Opuściliśmy Częstochowę ale nie obeszło się bez przygody. A raczej to była nasza wtopa :) zgubiliśmy trasę - głupia pomyłka a ekipa 4 motocykli pojechała w inną stronę. Naprawiliśmy błąd w dwie minuty i zapomnieliśmy o sprawie :D
Jura Krakowsko - Częstochowska... równe asfalty, kręte drogi... tam też nasze motocykle zostały przstawione na tryb Sport. Motocykle pokazały co potrafią podczas szybkich przelotów i przyspieszeń. Już wiemy do czego przydaje się quick shifter w niektórych modelach BMW - można przyspieszać i zmieniać biegi jednocześnie machając do kibiców :) jest to bardzo pomocne urządzenie na Tour de Pologne.
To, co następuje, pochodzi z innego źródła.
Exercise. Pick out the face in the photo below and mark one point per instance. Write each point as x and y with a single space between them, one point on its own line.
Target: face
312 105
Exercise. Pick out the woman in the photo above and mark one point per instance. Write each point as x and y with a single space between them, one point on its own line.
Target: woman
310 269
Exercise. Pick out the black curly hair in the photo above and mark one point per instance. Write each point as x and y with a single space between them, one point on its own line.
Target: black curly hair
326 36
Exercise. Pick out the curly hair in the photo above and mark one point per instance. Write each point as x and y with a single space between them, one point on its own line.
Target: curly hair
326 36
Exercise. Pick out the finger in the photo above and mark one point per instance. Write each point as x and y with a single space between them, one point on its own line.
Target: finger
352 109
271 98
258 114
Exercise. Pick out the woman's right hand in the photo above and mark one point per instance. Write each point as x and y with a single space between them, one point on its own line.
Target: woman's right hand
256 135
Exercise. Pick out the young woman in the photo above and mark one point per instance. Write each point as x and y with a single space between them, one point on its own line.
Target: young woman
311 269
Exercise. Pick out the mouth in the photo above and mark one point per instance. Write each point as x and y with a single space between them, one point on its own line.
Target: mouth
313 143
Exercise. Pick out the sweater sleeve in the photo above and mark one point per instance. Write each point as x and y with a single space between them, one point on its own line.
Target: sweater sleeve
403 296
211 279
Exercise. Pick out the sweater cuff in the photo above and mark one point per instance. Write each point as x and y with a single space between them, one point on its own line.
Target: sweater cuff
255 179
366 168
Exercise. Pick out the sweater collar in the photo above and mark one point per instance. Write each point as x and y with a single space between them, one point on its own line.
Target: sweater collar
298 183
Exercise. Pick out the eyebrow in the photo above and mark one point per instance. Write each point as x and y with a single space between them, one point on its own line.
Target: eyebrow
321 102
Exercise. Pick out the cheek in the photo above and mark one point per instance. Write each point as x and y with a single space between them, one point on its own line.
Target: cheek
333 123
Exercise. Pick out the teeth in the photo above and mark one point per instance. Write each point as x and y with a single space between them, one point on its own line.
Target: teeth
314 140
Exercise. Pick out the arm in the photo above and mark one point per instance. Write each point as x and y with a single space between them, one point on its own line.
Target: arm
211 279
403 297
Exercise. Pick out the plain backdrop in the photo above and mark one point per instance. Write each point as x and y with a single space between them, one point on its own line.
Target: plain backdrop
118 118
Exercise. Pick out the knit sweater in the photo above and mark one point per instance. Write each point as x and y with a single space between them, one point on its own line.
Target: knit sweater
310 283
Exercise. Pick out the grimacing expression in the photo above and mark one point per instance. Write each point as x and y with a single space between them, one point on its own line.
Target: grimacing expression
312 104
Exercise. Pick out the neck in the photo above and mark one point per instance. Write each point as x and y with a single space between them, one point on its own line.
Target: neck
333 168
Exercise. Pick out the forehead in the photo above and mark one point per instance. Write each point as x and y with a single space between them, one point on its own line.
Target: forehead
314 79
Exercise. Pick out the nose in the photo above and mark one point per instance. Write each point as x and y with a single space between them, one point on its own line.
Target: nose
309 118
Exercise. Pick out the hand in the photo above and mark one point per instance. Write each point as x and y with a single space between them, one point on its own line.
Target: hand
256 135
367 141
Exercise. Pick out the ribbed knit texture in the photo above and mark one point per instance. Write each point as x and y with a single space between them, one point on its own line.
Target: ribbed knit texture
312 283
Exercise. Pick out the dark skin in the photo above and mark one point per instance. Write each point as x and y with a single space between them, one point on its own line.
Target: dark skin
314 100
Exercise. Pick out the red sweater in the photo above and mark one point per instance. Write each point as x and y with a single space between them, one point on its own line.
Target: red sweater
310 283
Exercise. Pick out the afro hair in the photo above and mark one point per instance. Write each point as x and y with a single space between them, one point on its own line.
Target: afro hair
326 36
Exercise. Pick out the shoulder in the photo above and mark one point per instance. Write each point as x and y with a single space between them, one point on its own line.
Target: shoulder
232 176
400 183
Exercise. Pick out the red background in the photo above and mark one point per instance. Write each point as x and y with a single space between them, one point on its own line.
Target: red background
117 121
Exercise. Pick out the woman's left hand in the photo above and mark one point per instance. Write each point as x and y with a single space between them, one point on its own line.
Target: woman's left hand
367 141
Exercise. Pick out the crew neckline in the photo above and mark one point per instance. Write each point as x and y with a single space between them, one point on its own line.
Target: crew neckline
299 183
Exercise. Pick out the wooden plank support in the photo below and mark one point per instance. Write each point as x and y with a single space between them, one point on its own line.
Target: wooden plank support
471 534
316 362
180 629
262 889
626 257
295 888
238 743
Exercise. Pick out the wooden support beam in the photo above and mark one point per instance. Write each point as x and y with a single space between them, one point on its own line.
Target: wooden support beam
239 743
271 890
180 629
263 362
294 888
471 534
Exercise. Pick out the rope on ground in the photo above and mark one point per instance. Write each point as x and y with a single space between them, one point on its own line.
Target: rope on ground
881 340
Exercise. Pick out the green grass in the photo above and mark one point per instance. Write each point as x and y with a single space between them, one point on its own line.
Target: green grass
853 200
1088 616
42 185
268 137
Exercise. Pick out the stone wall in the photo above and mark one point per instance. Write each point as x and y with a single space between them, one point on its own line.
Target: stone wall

W peletonie jakby coś drgnęło. Zaczęli jechać dość szybko ale jednocześnie coraz trudniej było ich wyprzedzić. Zaczęli układać się do finiszu już na 30 km do mety. Rundy w Dąbrowie Górniczej przebiegły szybko i bezpiecznie ale niestety na ostatnich 2 km doszło do największej kraksy. Bardzo nam zależało, żeby nie było takiej sytuacji, ale tutaj akurat nie mogliśmy zrobić nic. Sportowcy jechali wówczas 85 km/h. Upadek na asfalt przy tej prędkości musiał boleć, szczególnie, że oni nie są w żaden sposób chronieni - mają jedynie kask na głowie...
Fotki też jutro :)
Archiwum
Kategorie
- Imprezy i zloty (14)
- Na wesoło (656)
- Ogólne (151)
- Ogólne (5)
- Ogólne (3)
- Turystyka (1)
- Wszystko inne (25)
- Wszystko inne (4)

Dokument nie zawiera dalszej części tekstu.